The company forecasts a recovery in smartphone and PC demand and continued growth in AI services driving 20 per cent revenue growth in fiscal 2025.
Capital investment in China, which aims to improve semiconductor self-sufficiency, continued a strong growth trend from the previous fiscal year
Tokyo Electron
Its earnings release noted capital spending in semiconductor production equipment, which is in an adjustment phase, showed signs of bottoming out in its fiscal H1, but spending on memory and cutting-edge logic and foundry chips was still generally restrained. It added capital investment in China, which aims to improve semiconductor self-sufficiency, continued a strong growth trend from the previous fiscal year.
Lam Research last month trimmed its Q2 sales forecast by $300 million to $3.8 billion compared with revenue of $3.2 billion a year earlier.
Despite a surge in China, revenue in the opening quarter dipped 2 per cent to $3.8 billion, following a 28.9 per cent decline in Q4. Q1 sales to China nearly doubled year-on-year to $1.6 billion, accounting for 42 per cent of total sales, up from 22 per cent and 31 per cent in the same period in 2023 and 2022.
In its earnings release in late April, it forecast a modest increase in WFE against a prior outlook, primarily driven by additional lithography shipments into China, with “no meaningful change” to its overall 2024 revenue profile expectations.
Significant fluctuations
Due to the nature of the capital-intensive chipmaking equipment business, Lam Research noted revenue may fluctuate significantly from quarter to quarter or year to year.
The company expects Chinese customers to continue investments, with the WFE market predicted to recover in the next two years.
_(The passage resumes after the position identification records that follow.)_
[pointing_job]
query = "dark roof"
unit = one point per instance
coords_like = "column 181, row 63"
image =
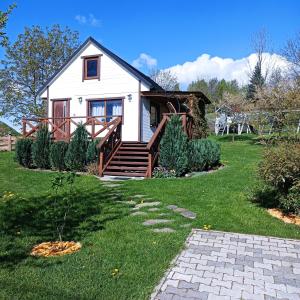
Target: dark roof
column 175, row 95
column 141, row 76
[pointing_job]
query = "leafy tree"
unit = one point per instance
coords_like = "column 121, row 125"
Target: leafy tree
column 256, row 82
column 174, row 147
column 34, row 57
column 41, row 149
column 75, row 158
column 3, row 21
column 165, row 79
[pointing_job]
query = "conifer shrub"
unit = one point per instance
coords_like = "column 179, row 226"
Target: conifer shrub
column 75, row 159
column 92, row 152
column 24, row 152
column 174, row 147
column 58, row 152
column 41, row 148
column 203, row 154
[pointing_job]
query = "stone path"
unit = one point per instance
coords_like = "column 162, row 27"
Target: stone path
column 220, row 265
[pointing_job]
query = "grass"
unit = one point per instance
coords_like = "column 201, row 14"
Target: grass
column 112, row 239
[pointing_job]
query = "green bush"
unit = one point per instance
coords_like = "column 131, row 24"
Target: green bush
column 41, row 148
column 76, row 155
column 280, row 166
column 92, row 151
column 58, row 152
column 174, row 147
column 24, row 152
column 291, row 202
column 203, row 154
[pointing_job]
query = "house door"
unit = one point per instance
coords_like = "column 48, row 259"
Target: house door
column 61, row 110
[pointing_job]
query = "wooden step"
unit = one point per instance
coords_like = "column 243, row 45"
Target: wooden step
column 132, row 148
column 129, row 174
column 126, row 168
column 131, row 153
column 121, row 162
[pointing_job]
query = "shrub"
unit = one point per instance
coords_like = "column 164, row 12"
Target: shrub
column 174, row 147
column 281, row 166
column 41, row 148
column 161, row 172
column 203, row 154
column 57, row 155
column 76, row 155
column 24, row 152
column 92, row 152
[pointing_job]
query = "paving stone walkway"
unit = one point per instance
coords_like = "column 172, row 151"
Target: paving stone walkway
column 219, row 265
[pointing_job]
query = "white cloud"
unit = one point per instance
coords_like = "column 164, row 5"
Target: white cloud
column 144, row 60
column 207, row 67
column 88, row 20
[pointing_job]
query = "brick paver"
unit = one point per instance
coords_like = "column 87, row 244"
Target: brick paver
column 221, row 265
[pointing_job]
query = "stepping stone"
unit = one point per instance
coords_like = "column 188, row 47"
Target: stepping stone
column 186, row 225
column 164, row 230
column 189, row 214
column 172, row 207
column 156, row 221
column 146, row 204
column 153, row 209
column 138, row 213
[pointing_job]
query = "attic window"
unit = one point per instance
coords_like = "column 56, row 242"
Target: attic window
column 91, row 67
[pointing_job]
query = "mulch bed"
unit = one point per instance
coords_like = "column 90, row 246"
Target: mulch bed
column 290, row 219
column 48, row 249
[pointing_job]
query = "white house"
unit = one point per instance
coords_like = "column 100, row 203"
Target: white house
column 115, row 101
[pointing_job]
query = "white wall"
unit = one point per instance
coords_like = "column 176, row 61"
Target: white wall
column 115, row 81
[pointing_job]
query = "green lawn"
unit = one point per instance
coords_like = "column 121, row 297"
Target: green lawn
column 112, row 238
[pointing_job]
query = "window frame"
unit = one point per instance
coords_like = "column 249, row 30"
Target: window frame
column 157, row 117
column 105, row 100
column 85, row 59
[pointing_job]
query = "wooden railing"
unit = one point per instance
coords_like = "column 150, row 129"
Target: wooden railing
column 109, row 145
column 64, row 128
column 153, row 145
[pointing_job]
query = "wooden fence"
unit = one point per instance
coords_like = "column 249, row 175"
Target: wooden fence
column 7, row 143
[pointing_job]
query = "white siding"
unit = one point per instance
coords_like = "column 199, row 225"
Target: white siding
column 115, row 81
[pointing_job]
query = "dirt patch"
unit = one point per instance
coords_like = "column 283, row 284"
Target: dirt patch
column 49, row 249
column 290, row 219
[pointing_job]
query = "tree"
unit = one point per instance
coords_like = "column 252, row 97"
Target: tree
column 33, row 58
column 3, row 21
column 165, row 79
column 292, row 53
column 256, row 82
column 174, row 147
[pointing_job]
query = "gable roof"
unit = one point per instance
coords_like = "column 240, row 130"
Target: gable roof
column 141, row 76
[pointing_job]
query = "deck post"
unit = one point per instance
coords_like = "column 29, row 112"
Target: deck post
column 100, row 167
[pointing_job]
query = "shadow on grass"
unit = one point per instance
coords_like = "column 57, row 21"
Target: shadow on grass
column 27, row 221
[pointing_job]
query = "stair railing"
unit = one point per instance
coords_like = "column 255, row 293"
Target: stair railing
column 153, row 145
column 109, row 145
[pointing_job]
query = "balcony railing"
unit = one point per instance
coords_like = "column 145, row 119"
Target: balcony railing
column 64, row 128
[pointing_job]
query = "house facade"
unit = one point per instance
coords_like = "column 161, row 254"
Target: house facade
column 123, row 107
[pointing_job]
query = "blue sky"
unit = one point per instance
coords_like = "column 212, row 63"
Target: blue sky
column 169, row 32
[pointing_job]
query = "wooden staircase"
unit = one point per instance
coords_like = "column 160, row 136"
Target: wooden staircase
column 130, row 159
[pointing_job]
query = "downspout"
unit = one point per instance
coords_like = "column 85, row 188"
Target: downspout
column 139, row 112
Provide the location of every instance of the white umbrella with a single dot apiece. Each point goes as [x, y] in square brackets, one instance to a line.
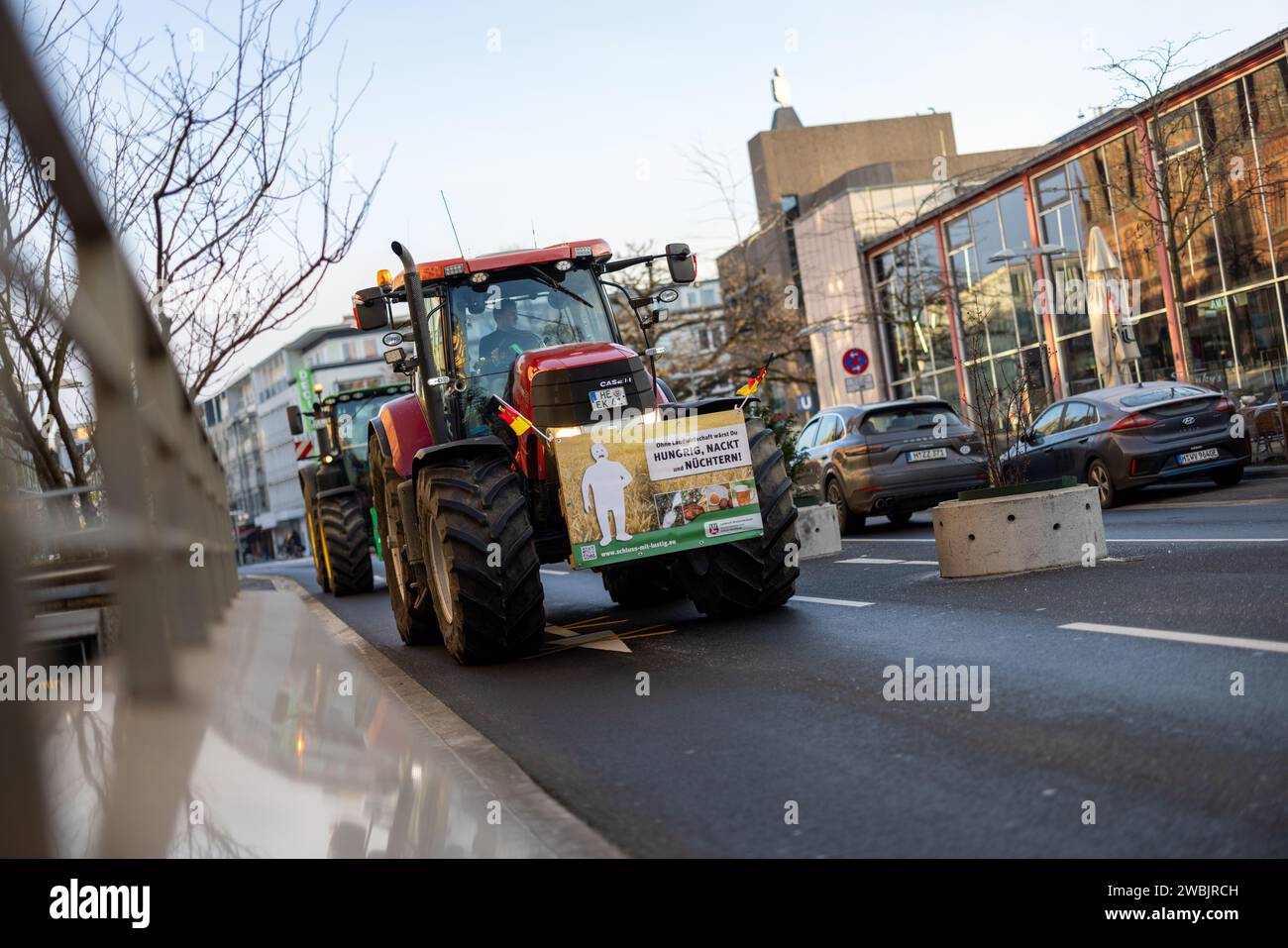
[1104, 312]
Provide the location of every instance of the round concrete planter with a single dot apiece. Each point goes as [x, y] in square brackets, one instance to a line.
[1019, 533]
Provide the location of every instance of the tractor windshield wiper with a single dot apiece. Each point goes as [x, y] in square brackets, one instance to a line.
[541, 277]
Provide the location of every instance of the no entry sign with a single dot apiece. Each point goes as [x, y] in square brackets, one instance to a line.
[855, 363]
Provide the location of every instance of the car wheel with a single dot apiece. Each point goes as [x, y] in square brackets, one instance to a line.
[1228, 476]
[849, 520]
[1099, 476]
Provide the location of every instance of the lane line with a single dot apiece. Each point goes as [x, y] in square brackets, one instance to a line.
[1112, 540]
[829, 601]
[1198, 540]
[1193, 638]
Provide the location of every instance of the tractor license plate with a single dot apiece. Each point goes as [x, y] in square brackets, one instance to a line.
[606, 399]
[927, 455]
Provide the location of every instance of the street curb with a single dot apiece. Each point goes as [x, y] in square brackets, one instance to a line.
[1266, 471]
[562, 832]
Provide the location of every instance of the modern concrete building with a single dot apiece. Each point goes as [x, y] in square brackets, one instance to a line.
[823, 189]
[1215, 313]
[249, 428]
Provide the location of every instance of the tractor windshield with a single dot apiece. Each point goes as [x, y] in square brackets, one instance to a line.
[523, 308]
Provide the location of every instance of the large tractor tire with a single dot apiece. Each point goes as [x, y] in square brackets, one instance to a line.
[653, 579]
[346, 544]
[481, 559]
[751, 575]
[416, 622]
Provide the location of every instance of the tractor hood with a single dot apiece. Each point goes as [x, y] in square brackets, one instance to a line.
[554, 385]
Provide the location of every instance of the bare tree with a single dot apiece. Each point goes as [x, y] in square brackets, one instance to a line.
[759, 313]
[239, 215]
[44, 410]
[233, 200]
[1198, 165]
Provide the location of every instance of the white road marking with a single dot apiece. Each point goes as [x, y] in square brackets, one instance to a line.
[1112, 540]
[1193, 638]
[1199, 540]
[829, 601]
[887, 540]
[605, 644]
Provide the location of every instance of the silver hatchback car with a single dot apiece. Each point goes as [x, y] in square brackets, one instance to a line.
[892, 459]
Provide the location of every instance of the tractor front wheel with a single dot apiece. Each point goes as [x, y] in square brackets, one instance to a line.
[417, 625]
[751, 575]
[653, 579]
[346, 544]
[481, 558]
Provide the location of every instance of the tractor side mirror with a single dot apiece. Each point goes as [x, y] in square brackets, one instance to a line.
[370, 309]
[682, 263]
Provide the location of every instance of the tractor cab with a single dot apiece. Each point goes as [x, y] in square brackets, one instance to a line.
[532, 327]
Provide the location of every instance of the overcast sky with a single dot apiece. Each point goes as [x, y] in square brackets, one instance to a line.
[574, 120]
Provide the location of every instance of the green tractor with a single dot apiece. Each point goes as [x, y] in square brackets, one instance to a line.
[338, 487]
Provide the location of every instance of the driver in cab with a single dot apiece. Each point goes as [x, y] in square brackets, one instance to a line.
[501, 346]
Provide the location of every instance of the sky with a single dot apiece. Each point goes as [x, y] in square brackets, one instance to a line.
[572, 120]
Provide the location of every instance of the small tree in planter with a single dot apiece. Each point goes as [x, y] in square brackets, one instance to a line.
[1001, 412]
[786, 437]
[1008, 528]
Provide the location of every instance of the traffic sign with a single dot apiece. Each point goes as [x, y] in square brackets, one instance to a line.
[855, 361]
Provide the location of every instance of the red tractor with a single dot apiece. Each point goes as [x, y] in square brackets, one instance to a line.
[519, 425]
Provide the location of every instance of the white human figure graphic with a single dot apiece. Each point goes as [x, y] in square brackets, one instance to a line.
[606, 480]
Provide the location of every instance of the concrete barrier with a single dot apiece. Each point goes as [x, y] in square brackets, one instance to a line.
[1019, 533]
[818, 531]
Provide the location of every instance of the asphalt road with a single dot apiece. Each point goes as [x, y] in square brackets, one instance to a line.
[745, 717]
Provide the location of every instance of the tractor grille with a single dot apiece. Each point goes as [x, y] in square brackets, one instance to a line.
[561, 397]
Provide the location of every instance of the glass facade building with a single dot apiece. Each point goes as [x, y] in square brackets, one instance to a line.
[957, 287]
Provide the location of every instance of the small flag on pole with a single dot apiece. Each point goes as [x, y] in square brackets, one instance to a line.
[518, 423]
[752, 382]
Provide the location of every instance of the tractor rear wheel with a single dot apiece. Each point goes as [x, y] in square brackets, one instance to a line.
[346, 544]
[417, 625]
[751, 575]
[481, 558]
[653, 579]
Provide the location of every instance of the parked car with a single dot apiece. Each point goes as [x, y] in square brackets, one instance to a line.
[1134, 436]
[892, 459]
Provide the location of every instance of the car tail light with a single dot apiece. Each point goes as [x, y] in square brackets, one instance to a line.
[863, 450]
[1128, 423]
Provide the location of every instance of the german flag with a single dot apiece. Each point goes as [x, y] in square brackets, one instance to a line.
[518, 424]
[754, 381]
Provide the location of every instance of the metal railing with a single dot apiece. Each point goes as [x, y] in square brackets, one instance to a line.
[165, 531]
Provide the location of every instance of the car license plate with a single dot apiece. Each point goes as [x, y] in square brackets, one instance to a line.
[1196, 456]
[927, 455]
[605, 399]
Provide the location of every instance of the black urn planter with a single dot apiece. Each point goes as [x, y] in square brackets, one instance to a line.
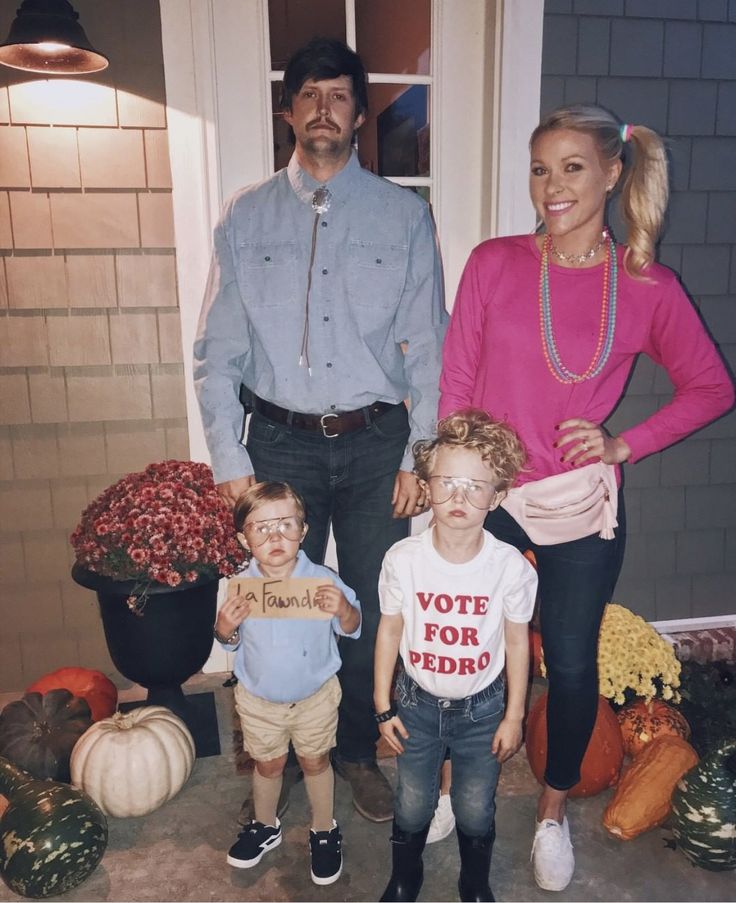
[162, 645]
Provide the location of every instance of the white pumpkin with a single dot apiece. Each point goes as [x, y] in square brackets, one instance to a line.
[132, 763]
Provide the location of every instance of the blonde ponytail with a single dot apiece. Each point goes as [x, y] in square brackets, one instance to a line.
[644, 195]
[644, 180]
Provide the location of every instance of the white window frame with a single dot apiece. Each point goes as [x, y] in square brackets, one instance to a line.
[486, 74]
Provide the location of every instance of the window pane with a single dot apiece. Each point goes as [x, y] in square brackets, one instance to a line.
[292, 23]
[422, 190]
[392, 36]
[283, 141]
[394, 139]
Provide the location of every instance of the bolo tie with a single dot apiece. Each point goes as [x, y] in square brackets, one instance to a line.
[321, 200]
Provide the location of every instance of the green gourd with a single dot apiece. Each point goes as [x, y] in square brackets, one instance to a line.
[38, 732]
[52, 835]
[704, 808]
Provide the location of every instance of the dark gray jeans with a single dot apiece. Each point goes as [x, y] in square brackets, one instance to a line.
[576, 581]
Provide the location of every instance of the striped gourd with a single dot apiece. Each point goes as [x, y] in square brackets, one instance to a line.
[51, 835]
[704, 808]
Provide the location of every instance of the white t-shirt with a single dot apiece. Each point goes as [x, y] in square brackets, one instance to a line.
[453, 642]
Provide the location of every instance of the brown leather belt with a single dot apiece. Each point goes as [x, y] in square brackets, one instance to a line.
[330, 425]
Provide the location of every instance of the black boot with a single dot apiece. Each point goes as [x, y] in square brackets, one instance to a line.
[407, 872]
[475, 866]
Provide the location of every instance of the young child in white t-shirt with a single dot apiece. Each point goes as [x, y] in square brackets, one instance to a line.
[455, 603]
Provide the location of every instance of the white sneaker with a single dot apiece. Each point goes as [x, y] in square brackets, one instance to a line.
[443, 822]
[554, 862]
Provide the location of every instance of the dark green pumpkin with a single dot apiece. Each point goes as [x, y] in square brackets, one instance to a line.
[38, 732]
[704, 808]
[51, 835]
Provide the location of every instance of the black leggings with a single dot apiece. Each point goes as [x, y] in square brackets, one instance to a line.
[576, 580]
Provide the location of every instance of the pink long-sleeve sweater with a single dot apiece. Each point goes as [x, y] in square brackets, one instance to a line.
[493, 358]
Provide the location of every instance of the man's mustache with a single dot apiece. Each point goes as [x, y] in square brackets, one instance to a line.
[323, 122]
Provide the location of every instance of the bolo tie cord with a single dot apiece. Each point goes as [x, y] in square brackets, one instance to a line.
[321, 200]
[304, 353]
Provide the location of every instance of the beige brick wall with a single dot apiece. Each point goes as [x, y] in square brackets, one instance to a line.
[91, 378]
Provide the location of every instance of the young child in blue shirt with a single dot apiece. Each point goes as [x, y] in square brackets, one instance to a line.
[287, 686]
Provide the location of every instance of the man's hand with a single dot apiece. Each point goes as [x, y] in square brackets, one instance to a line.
[231, 490]
[393, 731]
[408, 496]
[507, 739]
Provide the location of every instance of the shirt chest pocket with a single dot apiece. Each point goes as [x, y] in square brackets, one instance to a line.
[376, 273]
[268, 273]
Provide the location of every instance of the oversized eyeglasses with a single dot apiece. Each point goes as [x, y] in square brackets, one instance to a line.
[259, 531]
[478, 493]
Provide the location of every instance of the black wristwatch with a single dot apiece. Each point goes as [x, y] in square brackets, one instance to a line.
[385, 716]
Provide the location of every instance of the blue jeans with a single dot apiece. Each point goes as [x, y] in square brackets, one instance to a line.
[576, 581]
[467, 727]
[346, 481]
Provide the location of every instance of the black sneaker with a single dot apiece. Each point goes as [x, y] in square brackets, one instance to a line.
[325, 850]
[253, 843]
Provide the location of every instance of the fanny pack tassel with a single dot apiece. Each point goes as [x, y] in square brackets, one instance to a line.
[609, 520]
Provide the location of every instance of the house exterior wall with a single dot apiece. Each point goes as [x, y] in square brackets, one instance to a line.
[671, 65]
[91, 380]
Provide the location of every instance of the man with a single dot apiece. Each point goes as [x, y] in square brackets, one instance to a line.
[319, 274]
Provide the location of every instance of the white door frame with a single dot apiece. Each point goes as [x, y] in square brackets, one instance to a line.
[487, 71]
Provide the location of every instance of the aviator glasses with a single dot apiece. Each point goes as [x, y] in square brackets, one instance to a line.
[478, 493]
[260, 531]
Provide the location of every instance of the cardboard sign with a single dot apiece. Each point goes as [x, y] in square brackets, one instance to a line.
[271, 598]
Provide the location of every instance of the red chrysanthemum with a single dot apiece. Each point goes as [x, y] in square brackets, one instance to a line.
[165, 524]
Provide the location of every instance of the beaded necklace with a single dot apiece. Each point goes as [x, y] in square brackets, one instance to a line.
[606, 329]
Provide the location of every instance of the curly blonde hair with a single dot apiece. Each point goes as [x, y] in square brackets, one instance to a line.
[498, 445]
[644, 178]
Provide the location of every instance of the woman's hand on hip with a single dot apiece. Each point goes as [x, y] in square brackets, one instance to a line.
[584, 442]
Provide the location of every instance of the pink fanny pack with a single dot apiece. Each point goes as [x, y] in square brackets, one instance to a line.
[567, 506]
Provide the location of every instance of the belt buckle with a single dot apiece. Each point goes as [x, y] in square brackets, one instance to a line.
[324, 426]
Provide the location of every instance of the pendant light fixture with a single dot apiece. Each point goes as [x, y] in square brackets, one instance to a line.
[46, 37]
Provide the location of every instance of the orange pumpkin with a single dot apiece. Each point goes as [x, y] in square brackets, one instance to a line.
[642, 798]
[642, 721]
[99, 691]
[601, 764]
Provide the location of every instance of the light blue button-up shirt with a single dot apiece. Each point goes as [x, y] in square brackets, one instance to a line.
[376, 283]
[288, 659]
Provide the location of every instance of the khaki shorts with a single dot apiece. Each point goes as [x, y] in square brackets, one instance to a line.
[310, 724]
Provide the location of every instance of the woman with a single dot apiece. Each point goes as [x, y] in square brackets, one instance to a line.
[544, 333]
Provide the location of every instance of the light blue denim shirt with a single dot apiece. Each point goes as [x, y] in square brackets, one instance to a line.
[376, 282]
[284, 659]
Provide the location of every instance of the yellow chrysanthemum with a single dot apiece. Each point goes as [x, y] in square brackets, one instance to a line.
[631, 655]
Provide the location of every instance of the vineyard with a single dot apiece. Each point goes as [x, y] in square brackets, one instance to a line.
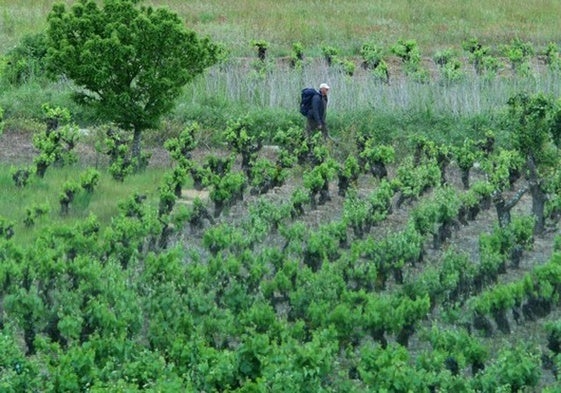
[415, 249]
[310, 265]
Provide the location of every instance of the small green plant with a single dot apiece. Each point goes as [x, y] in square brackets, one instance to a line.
[244, 139]
[371, 54]
[449, 64]
[552, 56]
[410, 55]
[330, 54]
[116, 146]
[69, 190]
[6, 228]
[34, 212]
[261, 46]
[297, 55]
[21, 176]
[26, 61]
[348, 174]
[56, 143]
[519, 54]
[89, 180]
[483, 61]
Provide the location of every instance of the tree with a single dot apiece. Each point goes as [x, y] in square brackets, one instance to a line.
[128, 62]
[533, 127]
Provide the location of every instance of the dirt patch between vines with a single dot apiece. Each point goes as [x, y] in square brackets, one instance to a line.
[17, 149]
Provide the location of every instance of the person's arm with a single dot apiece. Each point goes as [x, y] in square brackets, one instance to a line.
[316, 103]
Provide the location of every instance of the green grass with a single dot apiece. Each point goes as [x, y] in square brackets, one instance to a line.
[102, 203]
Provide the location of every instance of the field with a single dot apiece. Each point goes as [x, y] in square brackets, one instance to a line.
[404, 254]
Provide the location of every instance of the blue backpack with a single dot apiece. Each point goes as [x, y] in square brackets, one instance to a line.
[306, 100]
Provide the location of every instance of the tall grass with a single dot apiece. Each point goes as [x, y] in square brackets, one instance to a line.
[279, 87]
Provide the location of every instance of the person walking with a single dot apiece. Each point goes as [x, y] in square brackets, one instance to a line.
[317, 114]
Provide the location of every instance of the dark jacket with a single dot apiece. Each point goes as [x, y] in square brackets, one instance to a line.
[318, 111]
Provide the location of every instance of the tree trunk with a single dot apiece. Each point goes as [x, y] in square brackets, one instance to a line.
[539, 197]
[538, 207]
[136, 147]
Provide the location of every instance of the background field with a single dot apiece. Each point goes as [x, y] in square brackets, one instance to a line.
[345, 24]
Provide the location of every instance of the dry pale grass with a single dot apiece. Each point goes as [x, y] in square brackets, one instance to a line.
[344, 24]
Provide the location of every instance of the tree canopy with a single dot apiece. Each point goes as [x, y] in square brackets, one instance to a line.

Applied Materials, also US-based, saw a surge in sales to China in its fiscal Q1 (ending 31 December), with the mainland accounting for 45 per cent of sales, up from just 17 per cent a year earlier, but overall revenue was flat at $6.7 billion. Semiconductor system sales fell 4.9 per cent to $4.9 billion.
Sales to the mainland increased 162 per cent to nearly $3 billion. Shipments to Japan and South Korea were fairly stable year-on-year, while revenue from Taiwan dropped more than threefold.
In its earnings call in February, executives surprisingly didn’t mention China.
The company forecast Q2 revenue at $6.5 billion compared with $6.6 billion a year earlier; chip systems are expected to drop to $4.8 billion, down year-on-year from nearly $5 billion.
Its customers say the overall market dynamics are improving, with a “re-acceleration of capital investment” by cloud companies, fab utilisation is increasing across all device types and memory inventory levels are normalising.
It forecasts the equipment market to grow as fast as or faster than semiconductors over time, driven by increasing technical complexity.
With Chinese customers advancing billions of dollars in orders and chipmakers’ capex elsewhere still recovering, expect the likes of ASML and peers to start to feel the full effect of the widening US sanctions over the next few quarters.